If you simply change your local ISP connection's DNS servers to those from a secure and anonymous DNS provider like those mentioned (cloudflare, dns.watch, openDNS, opennic, etc..) and logout and back in or restart computer, then even if the VPN connection does leak DNS it will be from the DNS provider not your local ISP, so you will still be secure and anonymous. You can change the DNS server IP addresses from your computer desktops, hardware routers, even smartphones, see Setup Guide link below (you can use any DNS provider's servers). You can even encrypt your DNS activity using various options, see links below and other replies.

Setup Guide | OpenDNS
- In the link below, click computers and laptops then Linux Mint for desktop instructions.
https://www.opendns.com/setupguide/

There are various options to stop DNS leaks from the computer desktop, but they require a little more effort.
[SOLVED]How to fix dns leaks?
viewtopic.php?f=157&t=270477&hilit=openresolv

Encrypting DNS
My router now has an option for DNS over TLS using Cloudflare DNS and if you also check force all clients then everything connected to the router has secure encrypted DNS.

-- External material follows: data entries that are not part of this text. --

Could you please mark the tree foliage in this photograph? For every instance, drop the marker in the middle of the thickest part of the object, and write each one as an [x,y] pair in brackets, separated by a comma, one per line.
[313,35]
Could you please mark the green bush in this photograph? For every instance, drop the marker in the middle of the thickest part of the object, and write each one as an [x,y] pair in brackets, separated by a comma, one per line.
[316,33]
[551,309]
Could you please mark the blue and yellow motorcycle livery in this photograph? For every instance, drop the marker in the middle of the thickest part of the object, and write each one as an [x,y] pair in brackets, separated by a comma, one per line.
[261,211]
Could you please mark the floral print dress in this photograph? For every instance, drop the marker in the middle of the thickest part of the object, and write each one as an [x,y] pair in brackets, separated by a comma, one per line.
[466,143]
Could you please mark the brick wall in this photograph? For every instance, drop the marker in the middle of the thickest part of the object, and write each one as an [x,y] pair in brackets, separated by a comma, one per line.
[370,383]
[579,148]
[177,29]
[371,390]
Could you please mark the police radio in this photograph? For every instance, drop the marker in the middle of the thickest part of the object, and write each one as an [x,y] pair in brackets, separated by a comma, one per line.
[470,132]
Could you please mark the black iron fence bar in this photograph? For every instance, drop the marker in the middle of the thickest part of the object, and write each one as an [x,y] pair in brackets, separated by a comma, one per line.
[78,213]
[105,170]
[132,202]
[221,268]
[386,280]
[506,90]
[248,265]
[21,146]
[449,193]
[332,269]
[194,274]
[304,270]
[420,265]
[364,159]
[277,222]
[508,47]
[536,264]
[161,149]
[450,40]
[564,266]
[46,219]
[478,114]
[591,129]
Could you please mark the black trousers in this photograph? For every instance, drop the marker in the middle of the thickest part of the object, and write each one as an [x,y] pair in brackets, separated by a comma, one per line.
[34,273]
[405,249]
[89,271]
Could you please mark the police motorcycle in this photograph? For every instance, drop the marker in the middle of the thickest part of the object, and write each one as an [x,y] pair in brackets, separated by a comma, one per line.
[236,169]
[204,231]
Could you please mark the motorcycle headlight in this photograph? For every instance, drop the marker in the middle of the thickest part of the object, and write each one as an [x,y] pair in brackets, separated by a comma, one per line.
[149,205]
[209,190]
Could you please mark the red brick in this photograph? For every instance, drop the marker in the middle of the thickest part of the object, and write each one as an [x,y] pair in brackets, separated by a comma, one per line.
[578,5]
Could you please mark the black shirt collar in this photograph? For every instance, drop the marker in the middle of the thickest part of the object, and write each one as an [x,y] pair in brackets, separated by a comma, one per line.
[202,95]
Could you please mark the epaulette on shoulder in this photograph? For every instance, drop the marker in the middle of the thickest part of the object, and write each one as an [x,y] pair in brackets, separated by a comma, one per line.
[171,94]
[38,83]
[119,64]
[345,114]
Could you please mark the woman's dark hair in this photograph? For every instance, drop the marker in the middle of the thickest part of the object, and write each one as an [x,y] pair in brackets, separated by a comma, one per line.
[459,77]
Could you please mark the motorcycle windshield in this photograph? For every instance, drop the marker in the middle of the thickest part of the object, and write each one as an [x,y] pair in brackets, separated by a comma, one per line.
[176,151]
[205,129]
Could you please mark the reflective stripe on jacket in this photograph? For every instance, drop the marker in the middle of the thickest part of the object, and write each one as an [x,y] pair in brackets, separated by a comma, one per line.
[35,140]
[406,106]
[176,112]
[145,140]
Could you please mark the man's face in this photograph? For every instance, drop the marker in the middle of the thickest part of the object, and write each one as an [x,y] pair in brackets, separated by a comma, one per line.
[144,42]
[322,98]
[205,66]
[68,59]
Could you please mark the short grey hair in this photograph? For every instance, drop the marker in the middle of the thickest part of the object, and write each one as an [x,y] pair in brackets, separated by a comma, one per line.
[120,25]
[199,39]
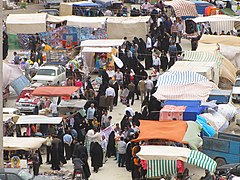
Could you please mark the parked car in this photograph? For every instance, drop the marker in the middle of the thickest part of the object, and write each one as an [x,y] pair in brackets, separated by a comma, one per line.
[53,4]
[11,111]
[224,149]
[53,12]
[25,101]
[50,75]
[236,91]
[15,173]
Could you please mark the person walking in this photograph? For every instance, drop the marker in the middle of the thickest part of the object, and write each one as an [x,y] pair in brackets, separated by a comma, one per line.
[149,86]
[131,88]
[36,163]
[110,94]
[49,147]
[67,139]
[142,88]
[122,147]
[104,147]
[90,113]
[180,30]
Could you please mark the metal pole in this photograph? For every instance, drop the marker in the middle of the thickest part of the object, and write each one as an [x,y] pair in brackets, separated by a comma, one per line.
[1,82]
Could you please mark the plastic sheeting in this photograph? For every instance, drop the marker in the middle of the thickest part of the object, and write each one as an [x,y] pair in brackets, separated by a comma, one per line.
[26,23]
[22,143]
[130,27]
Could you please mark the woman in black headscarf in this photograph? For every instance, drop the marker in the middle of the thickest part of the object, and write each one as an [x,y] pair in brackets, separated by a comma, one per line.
[111,149]
[96,154]
[141,49]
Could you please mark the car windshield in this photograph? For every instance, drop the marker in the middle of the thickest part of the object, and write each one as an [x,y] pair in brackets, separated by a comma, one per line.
[46,72]
[237,83]
[25,175]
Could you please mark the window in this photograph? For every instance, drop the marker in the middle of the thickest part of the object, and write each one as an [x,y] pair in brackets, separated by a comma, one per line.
[2,177]
[13,177]
[59,71]
[46,72]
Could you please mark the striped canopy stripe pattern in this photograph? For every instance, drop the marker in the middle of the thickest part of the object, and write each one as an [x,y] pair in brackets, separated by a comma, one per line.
[180,78]
[200,159]
[183,8]
[158,168]
[202,56]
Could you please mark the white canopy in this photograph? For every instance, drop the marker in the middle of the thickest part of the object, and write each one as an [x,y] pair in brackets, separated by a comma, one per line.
[164,152]
[130,27]
[102,43]
[97,49]
[72,103]
[6,117]
[38,119]
[80,21]
[215,18]
[22,143]
[26,23]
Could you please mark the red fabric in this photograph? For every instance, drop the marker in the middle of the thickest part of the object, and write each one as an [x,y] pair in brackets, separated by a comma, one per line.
[165,130]
[78,83]
[180,166]
[55,91]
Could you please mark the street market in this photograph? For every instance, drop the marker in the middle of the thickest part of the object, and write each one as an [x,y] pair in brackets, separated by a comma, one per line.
[143,89]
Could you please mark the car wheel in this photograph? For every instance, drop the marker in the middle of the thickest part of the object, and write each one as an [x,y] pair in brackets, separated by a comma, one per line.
[220,161]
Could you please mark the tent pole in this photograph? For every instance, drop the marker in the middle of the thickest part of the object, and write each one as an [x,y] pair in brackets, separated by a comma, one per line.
[1,82]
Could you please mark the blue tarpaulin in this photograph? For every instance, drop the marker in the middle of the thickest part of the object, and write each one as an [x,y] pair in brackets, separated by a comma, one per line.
[19,84]
[193,108]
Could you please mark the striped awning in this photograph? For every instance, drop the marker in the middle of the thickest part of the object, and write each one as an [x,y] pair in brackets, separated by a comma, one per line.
[158,168]
[200,159]
[183,8]
[195,91]
[202,56]
[180,78]
[218,23]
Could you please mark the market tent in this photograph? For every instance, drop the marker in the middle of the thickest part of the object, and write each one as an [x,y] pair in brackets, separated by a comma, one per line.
[223,39]
[227,70]
[102,43]
[218,23]
[201,5]
[183,85]
[197,158]
[26,23]
[130,27]
[183,8]
[66,9]
[11,72]
[22,143]
[107,3]
[166,130]
[80,21]
[38,119]
[232,53]
[54,91]
[97,49]
[73,103]
[152,152]
[7,117]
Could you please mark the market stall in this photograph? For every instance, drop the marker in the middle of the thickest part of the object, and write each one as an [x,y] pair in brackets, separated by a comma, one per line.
[218,23]
[169,159]
[38,119]
[183,85]
[54,91]
[106,50]
[26,23]
[181,8]
[82,8]
[129,27]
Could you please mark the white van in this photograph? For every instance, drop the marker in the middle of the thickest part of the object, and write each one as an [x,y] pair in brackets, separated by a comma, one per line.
[11,111]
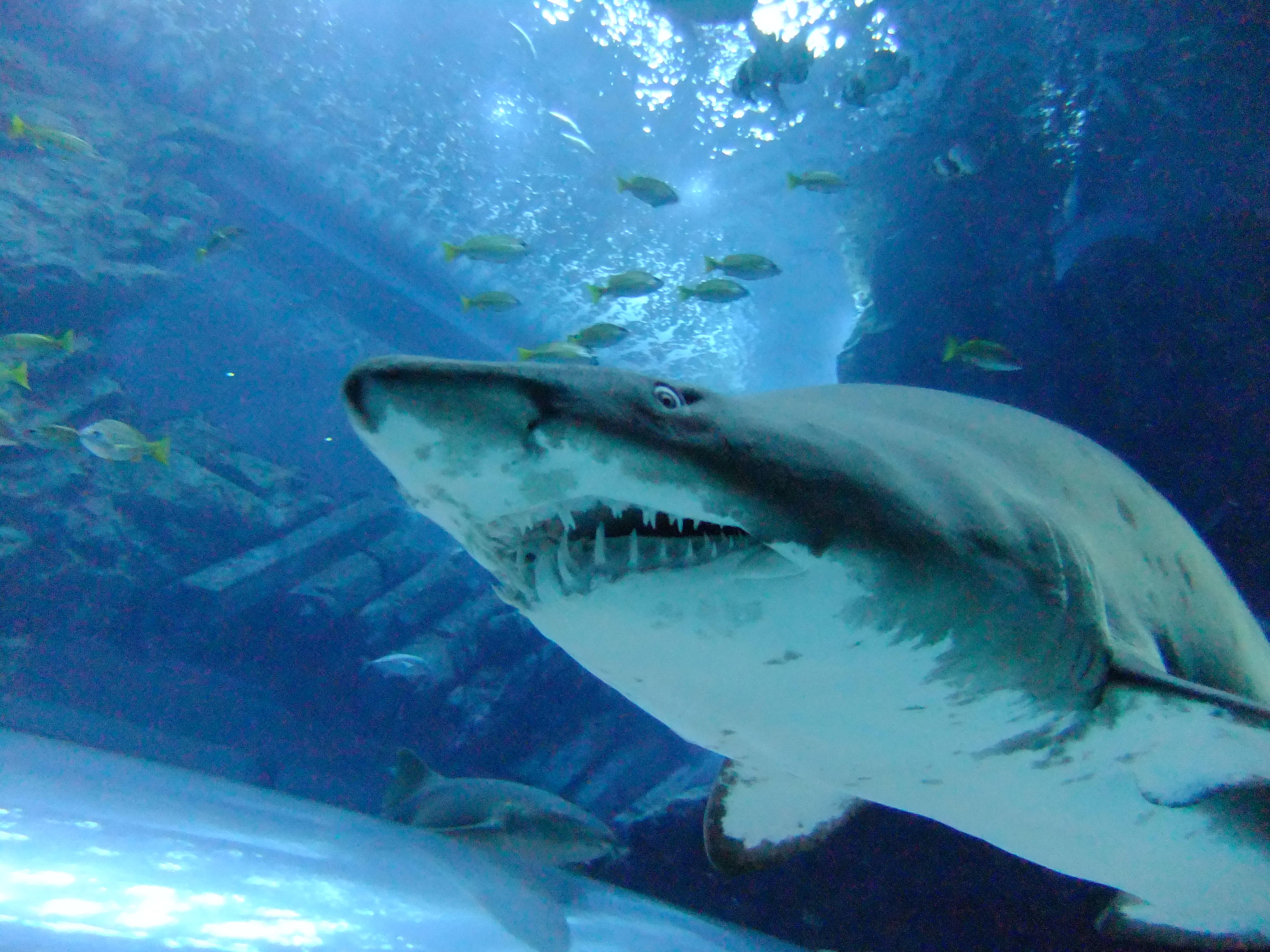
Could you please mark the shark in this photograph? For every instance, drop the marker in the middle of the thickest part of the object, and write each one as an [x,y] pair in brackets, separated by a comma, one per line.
[504,817]
[873,595]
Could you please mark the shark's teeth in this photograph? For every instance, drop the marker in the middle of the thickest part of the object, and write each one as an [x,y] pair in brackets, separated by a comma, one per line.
[563,563]
[567,549]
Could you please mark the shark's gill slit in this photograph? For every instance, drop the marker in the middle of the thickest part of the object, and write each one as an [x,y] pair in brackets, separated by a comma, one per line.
[586,541]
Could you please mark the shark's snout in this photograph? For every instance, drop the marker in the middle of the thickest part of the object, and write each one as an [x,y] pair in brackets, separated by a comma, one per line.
[500,399]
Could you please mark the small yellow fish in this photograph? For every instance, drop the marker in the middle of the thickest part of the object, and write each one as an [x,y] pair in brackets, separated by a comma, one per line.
[819,181]
[984,355]
[603,334]
[58,433]
[112,440]
[17,375]
[491,301]
[653,192]
[40,136]
[557,352]
[498,249]
[220,238]
[745,267]
[717,290]
[34,342]
[625,285]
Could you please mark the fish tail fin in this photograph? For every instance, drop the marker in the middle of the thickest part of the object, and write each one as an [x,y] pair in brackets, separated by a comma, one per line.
[161,450]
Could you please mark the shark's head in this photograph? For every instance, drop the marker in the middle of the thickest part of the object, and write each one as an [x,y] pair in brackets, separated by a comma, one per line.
[562,480]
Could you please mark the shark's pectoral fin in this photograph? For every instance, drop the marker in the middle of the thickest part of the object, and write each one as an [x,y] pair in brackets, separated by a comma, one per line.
[1128,666]
[758,818]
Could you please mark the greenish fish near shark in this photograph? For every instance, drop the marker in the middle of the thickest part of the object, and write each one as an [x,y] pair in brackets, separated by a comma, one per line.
[873,593]
[505,817]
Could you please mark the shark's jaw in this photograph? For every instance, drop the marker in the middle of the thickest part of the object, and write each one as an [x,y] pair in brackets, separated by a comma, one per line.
[576,546]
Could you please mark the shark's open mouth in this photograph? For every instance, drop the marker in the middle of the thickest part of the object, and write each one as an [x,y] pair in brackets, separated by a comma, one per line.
[577,544]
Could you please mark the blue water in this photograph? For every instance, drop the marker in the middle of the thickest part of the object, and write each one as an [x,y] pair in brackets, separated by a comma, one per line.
[1114,235]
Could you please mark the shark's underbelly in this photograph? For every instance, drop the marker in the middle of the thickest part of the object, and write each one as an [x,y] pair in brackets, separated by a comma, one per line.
[780,681]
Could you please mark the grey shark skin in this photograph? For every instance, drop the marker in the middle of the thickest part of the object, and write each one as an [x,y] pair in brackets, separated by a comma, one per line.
[505,817]
[873,593]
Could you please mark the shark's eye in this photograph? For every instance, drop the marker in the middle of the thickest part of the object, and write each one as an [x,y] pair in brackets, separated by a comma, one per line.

* How to Protect Your DNS Privacy on Ubuntu 18.04 with DNS over TLS
https://www.linuxbabe.com/ubuntu/ubuntu ... s-over-tls

How to use DNS over TLS on Ubuntu Linux - TechRepublic
https://www.techrepublic.com/article/ho ... ntu-linux/

Running a DNS over HTTPS Client - Cloudflare Resolver
https://developers.cloudflare.com/1.1.1 ... red-proxy/

Verify DNS encryption - Cloudflare ESNI Checker
https://www.cloudflare.com/ssl/encrypted-sni/

Hope this helps ...
.
router_dns_setup.jpg
Last edited by phd21 on Thu Feb 21, 2019 2:39 pm, edited 4 times in total.
Phd21: Mint 20 Cinnamon & xKDE (Mint Xfce + Kubuntu KDE) & KDE Neon 64-bit (new based on Ubuntu 20.04) Awesome OS's, Dell Inspiron I5 7000 (7573) 2 in 1 touch screen, Dell OptiPlex 780 Core2Duo E8400 3GHz,4gb Ram, Intel 4 Graphics.
jondoe

Re: linux DNS LEAK?

Post by jondoe »

If you could also let us know the type of leak ?

What browser do you use ?

Presumably you went to a leak test site to find out.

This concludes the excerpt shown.